Since the reform and opening up of China from the 1980s, there have been significant achievements in its economy and the construction of infrastructure. However, the environmental problems caused by the extensive development model in the early stages is becoming a serious issue (Xu et al., 2013; Qi et al., 2020), especially regarding air pollution.
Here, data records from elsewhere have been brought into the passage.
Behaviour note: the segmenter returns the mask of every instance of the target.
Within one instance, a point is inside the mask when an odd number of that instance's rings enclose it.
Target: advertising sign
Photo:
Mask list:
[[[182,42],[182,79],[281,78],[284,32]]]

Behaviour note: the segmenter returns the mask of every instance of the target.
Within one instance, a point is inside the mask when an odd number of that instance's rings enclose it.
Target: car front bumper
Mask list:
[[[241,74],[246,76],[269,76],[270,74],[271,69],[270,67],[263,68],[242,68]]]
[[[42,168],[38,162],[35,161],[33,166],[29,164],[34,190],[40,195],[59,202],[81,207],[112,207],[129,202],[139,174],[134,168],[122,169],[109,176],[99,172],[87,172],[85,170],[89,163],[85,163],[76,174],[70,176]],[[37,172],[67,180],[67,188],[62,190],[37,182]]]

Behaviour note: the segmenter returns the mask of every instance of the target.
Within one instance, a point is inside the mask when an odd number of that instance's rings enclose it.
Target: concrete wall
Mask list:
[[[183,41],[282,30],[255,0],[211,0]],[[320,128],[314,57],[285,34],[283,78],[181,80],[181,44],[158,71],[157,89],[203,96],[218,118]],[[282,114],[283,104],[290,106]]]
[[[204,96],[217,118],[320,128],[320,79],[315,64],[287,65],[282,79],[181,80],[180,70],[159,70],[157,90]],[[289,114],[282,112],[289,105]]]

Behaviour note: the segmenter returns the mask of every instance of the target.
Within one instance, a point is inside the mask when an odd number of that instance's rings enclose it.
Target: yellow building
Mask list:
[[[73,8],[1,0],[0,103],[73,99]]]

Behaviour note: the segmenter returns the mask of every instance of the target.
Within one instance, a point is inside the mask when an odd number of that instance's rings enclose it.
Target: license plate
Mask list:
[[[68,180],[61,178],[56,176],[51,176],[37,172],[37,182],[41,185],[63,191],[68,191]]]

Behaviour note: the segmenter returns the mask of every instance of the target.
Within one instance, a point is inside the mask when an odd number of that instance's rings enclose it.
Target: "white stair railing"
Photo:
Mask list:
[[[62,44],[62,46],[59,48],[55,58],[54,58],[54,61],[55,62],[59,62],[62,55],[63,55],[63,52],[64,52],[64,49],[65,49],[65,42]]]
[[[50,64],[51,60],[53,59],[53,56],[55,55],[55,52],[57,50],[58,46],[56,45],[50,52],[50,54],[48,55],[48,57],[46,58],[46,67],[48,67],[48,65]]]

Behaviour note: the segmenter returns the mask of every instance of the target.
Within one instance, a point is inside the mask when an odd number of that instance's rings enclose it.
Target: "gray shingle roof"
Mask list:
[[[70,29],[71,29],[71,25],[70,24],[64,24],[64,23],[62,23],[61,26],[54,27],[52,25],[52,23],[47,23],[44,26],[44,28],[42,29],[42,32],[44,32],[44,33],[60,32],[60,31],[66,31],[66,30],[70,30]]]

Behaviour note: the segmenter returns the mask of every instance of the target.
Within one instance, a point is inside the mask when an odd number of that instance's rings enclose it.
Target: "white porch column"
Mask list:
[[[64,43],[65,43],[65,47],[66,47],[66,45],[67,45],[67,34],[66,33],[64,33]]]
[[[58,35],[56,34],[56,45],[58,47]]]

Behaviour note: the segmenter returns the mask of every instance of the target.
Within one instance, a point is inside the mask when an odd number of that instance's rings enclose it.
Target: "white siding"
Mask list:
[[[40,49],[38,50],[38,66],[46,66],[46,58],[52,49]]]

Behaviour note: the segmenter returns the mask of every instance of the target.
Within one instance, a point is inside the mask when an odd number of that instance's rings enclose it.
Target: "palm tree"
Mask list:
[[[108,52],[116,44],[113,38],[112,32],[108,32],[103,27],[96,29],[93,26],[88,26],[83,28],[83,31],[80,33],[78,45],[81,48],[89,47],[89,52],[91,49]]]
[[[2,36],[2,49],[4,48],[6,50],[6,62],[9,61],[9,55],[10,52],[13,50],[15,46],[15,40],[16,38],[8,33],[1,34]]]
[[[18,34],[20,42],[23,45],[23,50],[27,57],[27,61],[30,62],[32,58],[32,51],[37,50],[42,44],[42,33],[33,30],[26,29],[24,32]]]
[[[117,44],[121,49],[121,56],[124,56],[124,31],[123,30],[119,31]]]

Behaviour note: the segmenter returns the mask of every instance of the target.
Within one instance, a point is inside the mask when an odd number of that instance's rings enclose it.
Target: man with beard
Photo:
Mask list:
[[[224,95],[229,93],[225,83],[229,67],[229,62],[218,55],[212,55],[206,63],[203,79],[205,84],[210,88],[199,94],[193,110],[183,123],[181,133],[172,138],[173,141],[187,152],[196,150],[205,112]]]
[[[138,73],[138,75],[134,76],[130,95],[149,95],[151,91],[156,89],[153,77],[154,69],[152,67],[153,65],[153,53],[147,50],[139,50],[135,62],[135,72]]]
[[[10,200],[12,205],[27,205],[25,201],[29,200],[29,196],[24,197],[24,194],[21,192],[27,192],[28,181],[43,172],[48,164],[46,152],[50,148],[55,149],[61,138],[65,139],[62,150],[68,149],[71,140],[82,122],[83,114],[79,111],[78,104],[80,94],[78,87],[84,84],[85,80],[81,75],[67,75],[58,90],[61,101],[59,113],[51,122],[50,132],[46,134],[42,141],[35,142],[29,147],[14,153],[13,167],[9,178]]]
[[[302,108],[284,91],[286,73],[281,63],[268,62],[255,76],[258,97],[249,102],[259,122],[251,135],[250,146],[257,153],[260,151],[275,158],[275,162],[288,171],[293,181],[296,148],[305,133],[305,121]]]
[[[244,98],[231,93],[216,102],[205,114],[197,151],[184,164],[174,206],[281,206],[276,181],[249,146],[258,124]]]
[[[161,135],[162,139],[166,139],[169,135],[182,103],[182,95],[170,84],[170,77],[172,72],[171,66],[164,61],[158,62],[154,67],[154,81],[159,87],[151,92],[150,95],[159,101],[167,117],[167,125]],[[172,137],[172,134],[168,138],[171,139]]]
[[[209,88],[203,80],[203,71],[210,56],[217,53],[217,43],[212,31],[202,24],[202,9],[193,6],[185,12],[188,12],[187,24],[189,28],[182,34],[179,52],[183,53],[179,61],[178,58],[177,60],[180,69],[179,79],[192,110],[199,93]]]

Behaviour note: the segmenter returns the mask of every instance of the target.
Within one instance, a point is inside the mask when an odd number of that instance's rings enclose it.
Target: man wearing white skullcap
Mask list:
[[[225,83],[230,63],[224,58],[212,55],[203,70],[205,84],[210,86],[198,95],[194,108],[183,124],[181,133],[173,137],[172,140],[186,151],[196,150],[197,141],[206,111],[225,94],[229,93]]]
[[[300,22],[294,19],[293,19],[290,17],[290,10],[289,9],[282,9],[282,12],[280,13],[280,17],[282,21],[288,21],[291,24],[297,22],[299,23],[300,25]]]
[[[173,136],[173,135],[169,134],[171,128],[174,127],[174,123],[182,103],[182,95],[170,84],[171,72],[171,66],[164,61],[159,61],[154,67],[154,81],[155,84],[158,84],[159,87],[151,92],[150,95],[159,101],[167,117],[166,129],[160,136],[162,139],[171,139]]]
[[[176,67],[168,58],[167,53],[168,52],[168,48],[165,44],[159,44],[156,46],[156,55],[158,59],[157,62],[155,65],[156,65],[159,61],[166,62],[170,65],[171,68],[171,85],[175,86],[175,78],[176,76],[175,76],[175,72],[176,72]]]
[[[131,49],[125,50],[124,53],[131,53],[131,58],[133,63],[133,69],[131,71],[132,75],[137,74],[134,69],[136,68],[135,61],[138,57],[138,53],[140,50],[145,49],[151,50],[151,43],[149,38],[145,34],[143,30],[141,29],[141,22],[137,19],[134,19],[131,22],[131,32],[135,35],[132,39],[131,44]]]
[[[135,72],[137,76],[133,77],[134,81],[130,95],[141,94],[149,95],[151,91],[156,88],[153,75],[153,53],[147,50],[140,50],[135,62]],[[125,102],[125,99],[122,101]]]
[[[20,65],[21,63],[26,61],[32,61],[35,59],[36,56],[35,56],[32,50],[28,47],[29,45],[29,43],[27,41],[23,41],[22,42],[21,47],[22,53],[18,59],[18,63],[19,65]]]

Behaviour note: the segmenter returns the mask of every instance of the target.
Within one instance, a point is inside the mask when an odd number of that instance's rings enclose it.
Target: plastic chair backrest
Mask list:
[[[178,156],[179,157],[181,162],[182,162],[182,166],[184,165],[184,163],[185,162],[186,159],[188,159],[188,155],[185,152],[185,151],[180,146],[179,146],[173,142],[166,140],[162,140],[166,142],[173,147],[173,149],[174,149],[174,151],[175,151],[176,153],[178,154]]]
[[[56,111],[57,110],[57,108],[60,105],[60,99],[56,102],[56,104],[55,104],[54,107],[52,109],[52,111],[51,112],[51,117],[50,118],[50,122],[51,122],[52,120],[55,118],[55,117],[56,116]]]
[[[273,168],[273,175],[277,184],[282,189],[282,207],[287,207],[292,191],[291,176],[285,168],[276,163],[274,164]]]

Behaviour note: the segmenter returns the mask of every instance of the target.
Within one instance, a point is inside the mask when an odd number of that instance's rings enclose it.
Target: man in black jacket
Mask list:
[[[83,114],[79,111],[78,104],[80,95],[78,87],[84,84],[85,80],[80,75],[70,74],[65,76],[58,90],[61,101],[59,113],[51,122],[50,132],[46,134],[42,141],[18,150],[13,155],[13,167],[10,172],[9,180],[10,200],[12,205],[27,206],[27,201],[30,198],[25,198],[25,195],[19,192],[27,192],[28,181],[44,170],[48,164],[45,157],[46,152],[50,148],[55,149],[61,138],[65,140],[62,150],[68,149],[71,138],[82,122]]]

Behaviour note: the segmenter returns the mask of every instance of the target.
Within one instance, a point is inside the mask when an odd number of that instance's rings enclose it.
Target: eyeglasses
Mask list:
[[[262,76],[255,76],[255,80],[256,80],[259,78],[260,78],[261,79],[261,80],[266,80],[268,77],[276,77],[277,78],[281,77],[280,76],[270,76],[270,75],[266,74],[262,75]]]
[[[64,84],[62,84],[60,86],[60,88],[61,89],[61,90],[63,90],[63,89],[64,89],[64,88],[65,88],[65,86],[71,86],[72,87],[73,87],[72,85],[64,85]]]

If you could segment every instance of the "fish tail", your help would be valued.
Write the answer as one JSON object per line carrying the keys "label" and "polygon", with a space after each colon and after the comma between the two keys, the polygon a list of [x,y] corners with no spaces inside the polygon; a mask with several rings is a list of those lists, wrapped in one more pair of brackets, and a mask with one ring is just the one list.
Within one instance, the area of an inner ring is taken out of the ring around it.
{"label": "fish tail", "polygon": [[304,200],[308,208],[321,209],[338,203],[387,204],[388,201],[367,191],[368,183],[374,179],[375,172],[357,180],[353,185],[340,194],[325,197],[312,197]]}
Due to the rapid development of heavy industry, the continuous expansion of urbanization, and the sudden surge in the number of motor vehicles, the increasing emission of air pollutants is being monitored (Kan et al., 2012; Xu et al., 2013; Gu et al., 2020). In recent years, air pollution has been considered by the World Health Organization (WHO) as the greatest environmental risk to health (World Health Organization, 2021). Reports show that 90% of people are breathing polluted air every day (World Health Organization, 2018a). There are nearly 7 million premature deaths from cancer, strokes, and cardiopulmonary diseases caused by air pollution, and 90% of these deaths occur in low- and middle-income countries (World Health Organization, 2018b).

Studies have shown that the content of air pollutants significantly affects human health, both in the short and long term (Shahi et al., 2014; Khaniabadi et al., 2017; Song et al., 2018; Wang L. et al., 2018a; Song et al., 2019). The short-term effects are characterized by a rapid increase in the incidence of respiratory diseases, especially in vulnerable groups such as the elderly, children, and pregnant women (Sarnat et al., 2012; MacIntyre et al., 2014; Zhu et al., 2017; Li et al., 2018). WHO points it out that the particulate matter can penetrate into the lungs and enter the bloodstream, which further cause cardiovascular and respiratory impacts (World Health Organization, 2021). Besides, There is emerging evidence that NO₂ is associated with respiratory diseases, i.e. asthma, coughing, and difficulty breathing (World Health Organization, 2022). Long-term chronic effects of air pollution are also seen on human health (Zhang et al., 2014; Islam et al., 2017). The Global Burden of Disease Study 2015 showed that chronic respiratory diseases ranked third among the fatal diseases in China, second only to cardiovascular and cerebrovascular diseases and tumors; all three of these types of disease are highly related to air pollution (Prüss-Üstün et al., 2016).

It is clear that air pollution is becoming one of the most important risk factors affecting human health. Specifically, a large number of studies have been performed examining the impact of air pollutants on the incidence of respiratory diseases in major cities across China (Wang and Chau, 2013; Wang L. et al., 2018a). It has been found that the air quality index (AQI) is positively correlated with bronchial infections, upper respiratory-tract infections, and lung diseases in Tianjin (Guo et al., 2010). Yin et al. (2011) pointed out that levels of particulate matter (PM_2.5 and PM₁₀), NO₂, SO₂, and carbon monoxide (CO) have positive correlations with the number of pediatric outpatients with respiratory diseases in Shanghai, while the correlation with ozone (O₃) was negative. A case study by Zhang et al. (2014) showed that short-term exposure to air pollutants can cause explosive increases in pediatric patients with pneumonia in Guangzhou. The results of the study by Shen et al. (2017) showed that sulfur dioxide (SO₂) is the main pathogenic factor for respiratory-tract infections in Henan Province, and this has synergistic effects with the particulate matter and nitrogen oxides (NO_x). A study in Beijing further showed that air pollution is one of the important causes of the increase in the number of elderly patients with allergic rhinitis (Zhang et al., 2016).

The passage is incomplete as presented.